In previous studies, pre-trained gLMs have found some success by focusing on specific regions of the genome during pre-training or working with simpler organisms with compact genomes28,34,85. For instance, a BERT-based LLM trained strictly in the coding genome can provide more context than only considering amino-acids with protein language modeling (e.g., codon usage)35,36,45. However, our evaluation shows that extending the pre-training task across the whole genome struggles to capture meaningful representations in the non-coding genome.
The performance gap may be due to differences in the structure of the coding regions versus the non-coding regions. To elaborate, protein sequences have a clear start and end with low-level grammars (i.e., secondary structures) and high-level grammars (i.e., protein domains) shared throughout most globular proteins, with structures conserved across species. On the other hand, the non-coding genome contains a variety of short sequence motifs that vary broadly in binding affinities and are sparsely located in seemingly random DNA, with usage and rules that vary across loci and cell types. Few non-coding elements exhibit deep conservation that is typical in proteins. The differing selection pressures in the non-coding regions lead to loss of synteny, which makes it difficult to study sequence and functional conservation. Thus, treating each nucleotide position equally, whether informative or uninformative, makes this a challenging language modeling task. In the non-coding genome, this is tantamount to expecting the LLM to predict predominantly random nucleotides, which, by definition, can only be achieved via memorization. Hence, this may explain why gLMs have also found greater utility in learning cis-regulatory features in simpler organisms with compact genomes, such as bacteria40,85,86, arabidopsis20, or yeast28, which have substantially reduced junk DNA87–89.
We note that recent supervised foundation models, such as Enformer90 and Borzoi91, may serve as better examples of supervised foundation models but their scale makes it difficult to probe their transferrability to the small-scale sequences utilized in this study.

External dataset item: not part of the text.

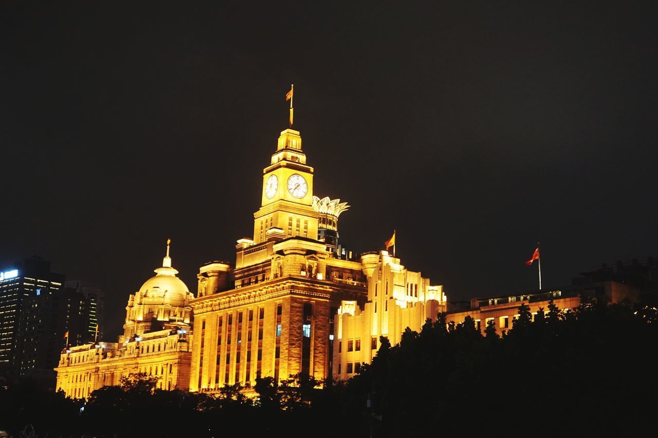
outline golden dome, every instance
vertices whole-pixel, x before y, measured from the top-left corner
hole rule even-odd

Their large inputs, which are hundreds of kilobases long, require either substantial zero-padding, which introduces a substantial covariate shift, or sequence context marginalization tricks69,75,92, which is computationally expensive. Moreover, the non-uniformity in data splits makes any direct comparison challenging due to potential inflated performance from data leakage. In future evaluations, we plan to include more foundation models, including Enformer, Borzoi, and new gLMs that emerge, focusing on a broader set of chromatin-based functional genomics prediction tasks.

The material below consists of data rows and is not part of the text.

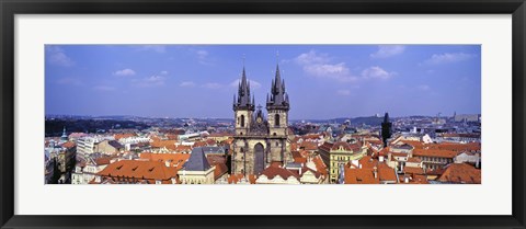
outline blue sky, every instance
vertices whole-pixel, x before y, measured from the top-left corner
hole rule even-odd
[[[243,56],[290,118],[480,114],[479,45],[46,45],[46,114],[232,117]],[[278,53],[278,55],[276,55]]]

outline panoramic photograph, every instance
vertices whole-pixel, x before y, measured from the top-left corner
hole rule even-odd
[[[480,45],[45,45],[45,184],[481,184]]]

A major benefit of gLMs is their lack of reliance on labels generated from wet-lab experiments during training, allowing them to learn a broader set of patterns. However, our results suggest that gLMs have yet to learn a foundational set of cis-regulatory features in the non-coding genome of humans that can be harnessed via probing in prediction tasks across cell types. By contrast, supervised deep learning models trained on large troves of functional genomics data in a multitask setting can learn discriminative features related to cis-regulatory mechanisms in the non-coding genome70,90,91,93–96. However, the representations learned by these models are biased towards the experiments they are trained on, which are predominantly generated within a few cell lines. Hence, their generalization capabilities to other cell types remain limited.
Current gLMs require fine-tuning to achieve comparable performance as an optimized supervised model trained using one-hot sequences. While this highlights a weakness of the foundational knowledge learned during pre-training, it can still be considered beneficial. This is because gLMs can be conveniently fine-tuned on a wide variety of downstream tasks and achieve competitive performance without the challenge of optimizing sensitive hyperparameters of a supervised model on each downstream task.
Evaluating what gLMs have learned through predictive modeling remains an endless endeavor. A more efficient approach can be achieved through model interpretation of the gLMs, which should help to understand the alignment between gLMs and prior biological knowledge. Our preliminary analysis of attribution maps was inconclusive, highlighting the need for a more in-depth understanding of what gLMs are learning from pre-training. Further development can build upon the initial progress97–99 towards more meaningful domain-inspired model interpretation tools to bridge this gap.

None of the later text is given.